Em 2025, a coleta de notícias foi realizada em 6 de maio em mais de 100 países. Foram analisados veículos impressos, televisão, rádio e conteúdo de plataformas digitais em um dia considerado pelos pesquisadores como “comum” no jornalismo, sem grandes eventos que concentrassem atenção global.
Os acontecimentos que dominaram o noticiário em cada região foram o terremoto de magnitude 7,1 no Tibete, o impeachment da presidente sul-coreana Yoon Suk Yul e a Operação Sindoor da Índia no Paquistão (Ásia); a guerra civil sudanesa (África); a guerra na Ucrânia e as eleições na Alemanha (Europa); a guerra na Palestina (Oriente Médio); as eleições na Austrália (Pacífico); e a reeleição, as deportações e as tarifas de Donald Trump, e as eleições no Canadá (América do Norte).
Participação desigual por temas e formato
A participação das mulheres como fontes continua a se dar principalmente em papéis comuns, como provedoras de opinião popular e entrevistadas que prestam depoimentos oculares, tipo de presença que subiu 9 pontos percentuais em 10 anos.
A evidência do reconhecimento da expertise das mulheres pela mídia, apesar dos avanços que elas fizeram na sociedade contemporânea como profissionais e líderes ainda é escassa, demonstra o estudo.
Sem contabilizar reportagens sobre violência de gênero e de cultura ou celebridades, a presença feminina é maior em notícias sobre ciência e saúde (36%), com aumento de seis pontos em relação a 2020.

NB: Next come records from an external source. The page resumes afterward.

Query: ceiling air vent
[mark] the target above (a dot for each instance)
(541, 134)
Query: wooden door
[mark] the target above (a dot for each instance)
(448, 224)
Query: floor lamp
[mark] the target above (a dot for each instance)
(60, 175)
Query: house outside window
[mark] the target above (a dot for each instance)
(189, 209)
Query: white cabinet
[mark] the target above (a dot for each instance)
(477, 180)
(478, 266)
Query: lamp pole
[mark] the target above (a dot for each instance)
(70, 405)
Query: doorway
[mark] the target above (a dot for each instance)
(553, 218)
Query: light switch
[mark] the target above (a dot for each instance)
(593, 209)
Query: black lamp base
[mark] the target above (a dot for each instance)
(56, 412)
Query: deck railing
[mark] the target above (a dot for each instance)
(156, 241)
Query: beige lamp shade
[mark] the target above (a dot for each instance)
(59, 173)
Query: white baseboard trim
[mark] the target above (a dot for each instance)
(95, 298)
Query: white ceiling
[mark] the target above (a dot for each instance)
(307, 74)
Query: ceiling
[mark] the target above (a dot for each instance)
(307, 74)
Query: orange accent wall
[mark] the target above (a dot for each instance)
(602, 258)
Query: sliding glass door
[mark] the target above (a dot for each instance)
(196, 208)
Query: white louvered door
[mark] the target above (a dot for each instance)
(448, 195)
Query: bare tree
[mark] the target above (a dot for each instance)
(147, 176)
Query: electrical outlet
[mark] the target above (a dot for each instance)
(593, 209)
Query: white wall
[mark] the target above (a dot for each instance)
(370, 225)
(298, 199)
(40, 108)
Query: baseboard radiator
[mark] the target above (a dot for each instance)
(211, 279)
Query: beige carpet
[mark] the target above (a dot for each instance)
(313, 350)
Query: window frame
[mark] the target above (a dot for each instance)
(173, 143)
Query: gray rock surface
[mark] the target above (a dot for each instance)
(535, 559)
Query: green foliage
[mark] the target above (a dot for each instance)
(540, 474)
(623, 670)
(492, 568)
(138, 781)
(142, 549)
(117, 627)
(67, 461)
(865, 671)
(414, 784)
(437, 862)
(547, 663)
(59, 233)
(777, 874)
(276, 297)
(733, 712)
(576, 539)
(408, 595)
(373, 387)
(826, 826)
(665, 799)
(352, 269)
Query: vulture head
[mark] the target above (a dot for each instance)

Já em áreas como política (22%) e economia (25%), os avanços foram modestos. Houve queda na representação em temas sociais e legais, com a participação de mulheres como personagens ou fontes recuando de 31% para 27%.
Mulheres de minorias ainda menos visíveis
Pessoas de grupos raciais, étnicos, religiosos e outros grupos minoritários representam seis em cada 100 pessoas vistas, ouvidas ou mencionadas nas mídias tradicionais e digitais em todo o mundo.
Dentre elas, mulheres representaram 38%. A probabilidade de uma mulher com espaço na mídia pertencer a um grupo minoritário é inferior a uma em 10, segundo o estudo.
A mídia norte-americana é a que mais se aproxima da paridade, com quatro em cada 10 assuntos e fontes sendo mulheres. A mídia asiática e do Oriente Médio fica no final, com apenas 19% de mulheres entre as pessoas vistas, ouvidas ou sobre as quais se fala nas reportagens.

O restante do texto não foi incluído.